Antonio Gramsci’ye göre, üstyapıların iki büyük katı “sivil toplum” ve “devlet”tir. Devlet zora, baskıya ve siyasal egemenliğe dayalı bir iktidar alanıdır. Sivil toplum devletin içinde yer alan “hegemonya” alanıdır. İki ayrı alanın kesin biçimde ayrıldığı söylenemez. Çünkü kapitalist sistem baskı ve onayın bütünüdür (Hall, Lumley ve McLennan, 1985). Hegemonyanın söylem açısından önemi, metinlerin içine gizlenmiş ideolojik yapıların ortaya çıkarılmasında yatar. Ideolojiyle ilgili çalışmalarda Louis Althusser de önemli bir yer tutar. Devletin baskı aygıtları (hükümet, ordu, polis, mahkemeler), daha çok zor kullanarak işlemekte, oysa devletin ideolojik aygıtları temelde ideoloji kullanarak işlemektedir. Louis Althusser devletin ideolojik aygıtlarında da az ya da çok baskı bulunduğunu belirtmektedir. Devletin ideolojik aygıtları, ideolojiyi yeniden üretmekte, dolayısıyla bireyleri de “özne” olarak yeniden üretmektir. Bu bağlamda ideoloji öznenin üretilmesinde başat rol oynamakta ve ideoloji de özne sayesinde var olmaktadır (2006, s.65-96).

İktidar sosyal grupların, kurumların veya organizasyonların arasındaki ilişkinin mülküdür. Burada kastedilen sosyal iktidardır. Toplumsal iktidar belirli bir grubun veya organizasyonun (veya üyelerinin) diğer gruptakilerin hareketleri veya zihinleri üzerindeki etkisidir. Buradaki toplumsal iktidarın amacı diğer gruptakilerin özgürlüklerini kısıtlama, bilgilerini, tavırlarını veya ideolojilerini etkileme olarak algılanabilir. Bu belirli bir gruba ait olan toplumsal iktidar başka bir grup tarafından kısıtlanabilir veya değiştirilebilir. Burada hegemonyadan bahsedilebilinir. İktidar, servet, iş, statü gibi değerli sosyal kaynaklara ayrıcalıklı girişe dayanmaktadır. Toplumsal iktidar ve hegemonya iktidarı yeniden üretmek ve

etkili kontrol sağlamak için sürekli olarak kurumsallaşmaktadır. Hegemonya çok nadiren kesindir, dirençlerle karşılaşabilir (Clegg, 1989; Lukes, 1986; Wrong, 1979).

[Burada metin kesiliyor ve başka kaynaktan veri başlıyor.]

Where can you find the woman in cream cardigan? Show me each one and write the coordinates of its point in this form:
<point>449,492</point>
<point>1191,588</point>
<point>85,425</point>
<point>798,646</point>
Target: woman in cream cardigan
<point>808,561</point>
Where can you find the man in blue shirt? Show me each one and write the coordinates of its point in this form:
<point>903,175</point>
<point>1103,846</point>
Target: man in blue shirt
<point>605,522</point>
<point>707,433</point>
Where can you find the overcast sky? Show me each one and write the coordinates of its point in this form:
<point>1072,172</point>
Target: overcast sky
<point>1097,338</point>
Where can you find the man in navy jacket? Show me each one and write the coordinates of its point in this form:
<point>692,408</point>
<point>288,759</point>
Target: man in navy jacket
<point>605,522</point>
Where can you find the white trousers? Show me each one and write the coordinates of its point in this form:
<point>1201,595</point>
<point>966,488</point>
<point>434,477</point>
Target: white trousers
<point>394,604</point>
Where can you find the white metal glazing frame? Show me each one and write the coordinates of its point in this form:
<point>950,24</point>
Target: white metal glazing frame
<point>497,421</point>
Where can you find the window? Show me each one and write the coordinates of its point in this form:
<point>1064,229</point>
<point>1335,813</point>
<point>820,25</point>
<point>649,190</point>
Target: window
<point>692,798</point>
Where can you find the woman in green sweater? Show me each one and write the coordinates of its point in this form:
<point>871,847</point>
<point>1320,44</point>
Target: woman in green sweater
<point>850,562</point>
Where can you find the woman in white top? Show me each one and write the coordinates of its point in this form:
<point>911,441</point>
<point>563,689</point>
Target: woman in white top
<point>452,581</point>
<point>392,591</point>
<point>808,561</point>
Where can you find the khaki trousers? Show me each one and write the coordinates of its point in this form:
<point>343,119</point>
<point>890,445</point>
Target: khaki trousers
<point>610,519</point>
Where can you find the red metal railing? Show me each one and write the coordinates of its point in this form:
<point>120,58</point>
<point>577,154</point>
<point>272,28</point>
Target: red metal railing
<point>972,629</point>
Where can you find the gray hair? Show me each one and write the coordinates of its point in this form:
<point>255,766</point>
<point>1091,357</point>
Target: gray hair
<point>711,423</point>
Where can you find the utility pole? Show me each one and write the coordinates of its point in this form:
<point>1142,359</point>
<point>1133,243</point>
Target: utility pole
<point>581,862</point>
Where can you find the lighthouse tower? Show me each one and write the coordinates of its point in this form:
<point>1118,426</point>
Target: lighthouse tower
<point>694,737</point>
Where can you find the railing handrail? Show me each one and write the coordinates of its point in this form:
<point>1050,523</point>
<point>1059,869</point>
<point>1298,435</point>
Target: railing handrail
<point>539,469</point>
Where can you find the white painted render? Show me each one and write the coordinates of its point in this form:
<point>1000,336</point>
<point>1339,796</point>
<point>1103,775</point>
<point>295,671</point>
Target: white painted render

Iktidar sadece gücü kullanarak bir yerlere gelmez. O aynı zamanda belirli yerlere girerek toplumsal söylemi de etkilemektedir. Özellikle metin ve konuşmalarda kendi düşünce, kural, etik, hukuk, değer ve ideolojierini yayarak insanların duygu ve düşüncelerini etkilemye çalışmaktadır (Van Dijk, 2000a). Modern demokratik ülkelerde iktidar güç kullanmak yerine ikna ve manipülasyona başvurmaktadır. Açık bir şekilde bunu diğerlerinin rızasını kazanarak yapar (Herman ve Chomsky, 1988). Eğer alıcının karşı bir görüşü yoksa, kendisine verilen bütün bilgileri alır benimser ve kendi düşüncesi gibi dile getirir. Böylece rıza gerçekleşmiş olur ve egemen iktidarın görüşü zamanla yayılır, genelleştirilir ve halka mal edilerek onlar bu şekilde düşünüyor, halk bunu istiyor söyleminde bulunulur. Rıza kazanmak gibi bilişsel yapıların ESA içinde söylemlerin incelenmesini gerektirmektedir (Van Dijk, 2000a).